Na verdade, o Magalhães tinha conhecimento de toda essa logística de como ir atrás das pessoas que mereciam ser ouvidas. Ele foi um grande detetive. Tinha esse know how como alguém que passou anos dentro desse negócio. O sexto sentido, o faro, o tino para a pessoa deduzir. Era o talento dele, o que podia oferecer a mais. O Santiago tem um pouco isso, essa parabólica que vai captando tudo que acontece ao seu redor. Tivemos contatos com outros policiais durante o processo, e claro que o Santiago é uma mistura de vários, com uma parcela grande de ficção.
Você chegou a sair em campo, viver o dia a dia de um policial?
Tivemos alguns laboratórios do tipo, com a produção e a ajuda do AfroReggae Audiovisual, que assumiu uma responsabilidade muito bonita, que era esse trabalho de reinserção de ex-detentos na sociedade. Filmamos em comunidades que nunca haviam sido retratadas no cinema. Eram lugares “pacificados”, mas bem entre aspas, pois eram espaços abertos, não tínhamos muito controle sobre o que iria acontecer. Houve situações que me sentia como se estivesse entrando em território minado. Por isso era preciso ter muito controle, para não invadir o espaço do outro ou passar do ponto. E isso levei para o set. Conversando com outros personagens, mas calculando o que estavam pensando e como iriam reagir. Foi muito prazerosa essa construção.
Você chegou a viver esse período caótico do Rio de Janeiro?
Foi uma época que vivi, sim, mas meio que sem entender muito bem o que estava acontecendo. Não sou do Rio, mas moro há 25 anos nessa cidade. Cheguei em 1995, então presenciei tudo isso logo no começo, quando ainda estava me instalando. Lembro de estar na faculdade, e era uma instituição pública, com pessoas que todas as classes. Lembro de comentarem. Começou a assustar geral, era muito louco passar por aquilo sem entender muito bem quais eram as reais dimensões.
A Divisão conta com várias cenas de ação. Houve algum treinamento específico?

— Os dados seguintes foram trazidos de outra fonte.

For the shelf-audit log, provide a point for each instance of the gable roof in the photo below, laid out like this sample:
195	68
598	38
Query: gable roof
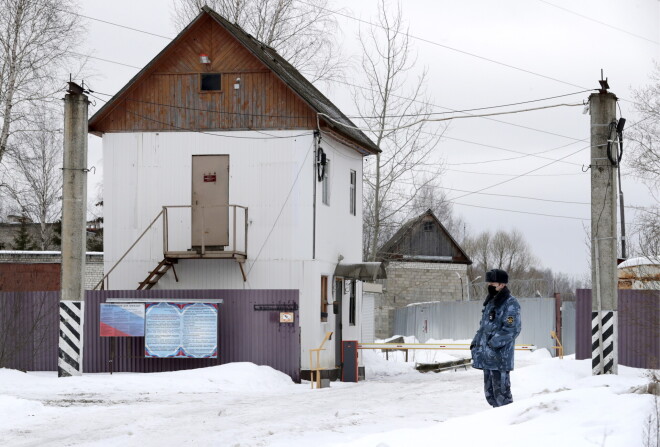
278	65
406	228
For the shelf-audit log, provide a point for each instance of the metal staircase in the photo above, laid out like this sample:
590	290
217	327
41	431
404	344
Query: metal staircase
154	276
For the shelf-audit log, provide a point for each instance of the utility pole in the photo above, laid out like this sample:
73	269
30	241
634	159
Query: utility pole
604	342
74	210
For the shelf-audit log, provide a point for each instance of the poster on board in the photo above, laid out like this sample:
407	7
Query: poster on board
186	330
122	320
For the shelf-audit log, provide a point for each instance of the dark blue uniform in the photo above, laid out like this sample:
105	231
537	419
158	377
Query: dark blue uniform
493	345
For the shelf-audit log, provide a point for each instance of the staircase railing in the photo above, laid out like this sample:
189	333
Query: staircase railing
127	251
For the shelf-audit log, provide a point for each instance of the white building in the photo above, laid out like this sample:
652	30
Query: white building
231	138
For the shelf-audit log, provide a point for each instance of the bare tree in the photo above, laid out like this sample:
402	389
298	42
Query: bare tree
304	33
643	158
36	39
35	183
393	115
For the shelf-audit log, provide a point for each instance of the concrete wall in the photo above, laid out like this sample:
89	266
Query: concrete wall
27	271
275	178
460	321
416	282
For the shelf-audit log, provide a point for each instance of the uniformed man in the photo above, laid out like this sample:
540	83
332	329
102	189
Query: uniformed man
493	345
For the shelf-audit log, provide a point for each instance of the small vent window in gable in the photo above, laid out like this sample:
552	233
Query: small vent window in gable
210	82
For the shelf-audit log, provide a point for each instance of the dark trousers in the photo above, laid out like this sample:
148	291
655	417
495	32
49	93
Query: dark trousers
497	387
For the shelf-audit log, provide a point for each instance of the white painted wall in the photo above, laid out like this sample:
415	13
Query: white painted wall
145	171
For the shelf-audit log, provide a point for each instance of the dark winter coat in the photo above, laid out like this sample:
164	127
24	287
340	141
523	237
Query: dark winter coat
493	345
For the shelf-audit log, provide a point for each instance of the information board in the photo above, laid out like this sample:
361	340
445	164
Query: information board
122	320
188	330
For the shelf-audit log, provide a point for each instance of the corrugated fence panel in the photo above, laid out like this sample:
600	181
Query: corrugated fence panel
29	330
638	327
568	327
460	321
244	334
367	318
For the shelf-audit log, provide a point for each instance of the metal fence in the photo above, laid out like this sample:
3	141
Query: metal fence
638	327
459	320
249	330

Tivemos, sim. Visitamos umas duas ou três vezes a Cidade da Polícia, no Jacaré, e conhecemos o cotidiano deles. Era como uma central de DPs no Rio de Janeiro. A Divisão de Sequestros fica no Leblon, no entanto. Enfim, acompanhamos as ocorrências, tivemos aulas de como manusear as armas. Já tinha um conhecimento prévio, de outros trabalhos, mas fomos orientados no sentido de dar credibilidade a cada situação. Fomos cercados por profissionais que nos ensinaram até como pegar uma arma, ou onde colocar a arma atrás das calças, por exemplo. Esse tipo de macete, dica, foi determinante. Em todas as cenas a arma estava comigo, mesmo quando ela não aparecia. Mesmo que não vissem, era parte do personagem. E era essa a vida desses caras, tínhamos que passar por isso também. Estávamos sempre preparados.
Você está em várias séries de sucesso, como a própria A Divisão, e a televisão tem alcançado uma qualidade cada vez maior. Por que fazer cinema ainda é uma opção?
Cara, a experiência de ir até algum lugar para fazer determinada coisa… o cinema nunca vai perder o seu lugar. Apesar dessa época de ouro das séries. Consumo muito, adoro fazer, mas o cinema tem algo especial. É uma experiência coletiva. Mesmo que esteja sozinho na sala, como às vezes acontece. Sem falar das dimensões, pois através dele podemos ver o mundo com uma outra lente, de aumento. Isso não vai se perder. Sou apaixonado pelo cinema, vou ser sempre plateia. Ontem mesmo, na pré de A Divisão, esse sentimento se renova na gente a todo momento. É um lugar que não vai se perder nunca.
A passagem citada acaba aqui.